I'm with you Rose. Since the OP originally mentioned walking distance to restaurants, and great beach with kids in tow, I suggested Royal Sands. RS fits that bill quite well. Having said that, to forgo the AI thing if they exchange in, I would also suggest one of the tri-Royals. We are members of both the RM & RH, and I agree that the beach of RH isn't that favorable to snorkeling. I once saw a huge tiger ray and LARGE amberjack, but most years the snorkeling is ho hum. (Feb/March). 

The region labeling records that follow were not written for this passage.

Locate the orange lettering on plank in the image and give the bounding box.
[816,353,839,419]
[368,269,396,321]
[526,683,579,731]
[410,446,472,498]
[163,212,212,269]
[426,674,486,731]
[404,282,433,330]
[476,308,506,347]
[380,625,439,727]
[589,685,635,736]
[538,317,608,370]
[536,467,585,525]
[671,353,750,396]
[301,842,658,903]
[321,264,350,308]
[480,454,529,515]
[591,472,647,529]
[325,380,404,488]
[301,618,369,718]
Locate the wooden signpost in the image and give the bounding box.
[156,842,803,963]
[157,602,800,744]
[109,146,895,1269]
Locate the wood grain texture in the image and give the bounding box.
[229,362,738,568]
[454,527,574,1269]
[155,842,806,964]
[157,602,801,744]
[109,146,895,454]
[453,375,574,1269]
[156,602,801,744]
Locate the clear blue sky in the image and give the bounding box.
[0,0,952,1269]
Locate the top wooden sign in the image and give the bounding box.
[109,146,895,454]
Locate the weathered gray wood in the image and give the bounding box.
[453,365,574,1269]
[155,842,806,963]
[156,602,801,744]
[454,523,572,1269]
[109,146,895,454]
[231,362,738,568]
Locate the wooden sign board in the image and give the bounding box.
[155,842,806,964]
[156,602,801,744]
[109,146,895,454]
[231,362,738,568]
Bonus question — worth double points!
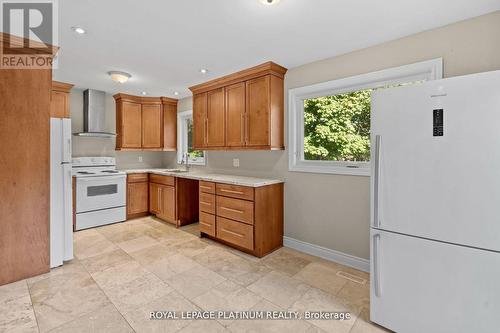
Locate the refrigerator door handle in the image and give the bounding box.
[65,138,71,162]
[372,234,381,297]
[373,135,382,228]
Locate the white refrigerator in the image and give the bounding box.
[50,118,73,268]
[370,71,500,333]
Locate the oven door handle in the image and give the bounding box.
[76,175,127,182]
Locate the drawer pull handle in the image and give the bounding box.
[220,206,244,214]
[220,188,245,194]
[221,228,245,238]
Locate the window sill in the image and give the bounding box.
[288,165,371,177]
[177,161,207,167]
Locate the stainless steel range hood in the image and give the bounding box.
[74,89,116,138]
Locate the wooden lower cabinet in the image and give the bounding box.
[199,182,283,257]
[149,183,161,214]
[216,216,254,250]
[149,174,198,227]
[200,211,215,237]
[127,174,149,219]
[158,185,177,223]
[149,176,177,225]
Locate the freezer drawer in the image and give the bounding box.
[370,229,500,333]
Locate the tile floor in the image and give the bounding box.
[0,217,386,333]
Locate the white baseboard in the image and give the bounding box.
[283,236,370,272]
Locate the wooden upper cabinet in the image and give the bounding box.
[162,97,177,151]
[142,104,163,148]
[206,88,226,147]
[50,81,73,118]
[121,102,142,148]
[225,82,246,147]
[113,94,177,151]
[245,75,271,146]
[189,62,287,150]
[193,93,207,149]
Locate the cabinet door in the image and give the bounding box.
[149,183,161,215]
[50,90,70,118]
[163,104,177,151]
[225,82,246,147]
[193,93,207,149]
[127,182,148,215]
[206,88,226,147]
[160,185,175,222]
[121,102,142,148]
[142,104,163,148]
[246,75,271,146]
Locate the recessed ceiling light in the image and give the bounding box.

Young people (and those of us young at heart) really enjoy the crystal turquoise blue clear water and crashing waves in Cancun as opposed to the tranquil water at the Royal Hacienda. And the water isn't the beautiful turquoise blue either. Nor are there restaurants within walking distance. I'm not counting the on-site restaurants.


----------



## Quimby4 (Jan 10, 2013)

Wow, thank you for all of the great suggestions!
It sounds like the Tri -Royals (mayan, isl, & Carrib) are the best fit for us.
And maybe the Westin lagunamar.

Just out of curiosity, does anyone know how much the AI add ons are at the Sands and others? Just trying to see if doing the AI might be a consideration.  The only time we did AI was for our Honeymoon in Cozumel and loved it.


----------



## pjrose (Jan 10, 2013)

All the AI info for the Royals is available here:
http://www.royalresorts.com/packages/default.asp
and under the FAQ tab at the same link.

_EXCHANGER RATE
Non-members of Royal Resorts who are exchanging into The Royal Sands or The Royal Haciendas through an International Exchange company must purchase the REFINE All-Inclusive Package for the duration of their stay and have the following rates:

Adults 18 years or older = $105 USD per person per day
Kids 13 - 17 years old = $75 USD per person per day
Kids 4 - 12 years old = $50 USD per person per day
Kids 0 - 3 years old = No Charge_


AI is optional (and slightly less expensive) if you rent from a member - the actual owner of that unit/week.  
Be SURE the person is the actual member/owner of the interval, not a travel agency, wholesaler, etc.  You will find ads from members on the sites below.  Once financial arrangements are taken care of, the member requests that the Royals issue an "Owner Loan Confirmation" to the renter.  (Be sure they do that....if they instead have the Royals issue a "Guest Certificate" I'm not sure the AI will still be optional.)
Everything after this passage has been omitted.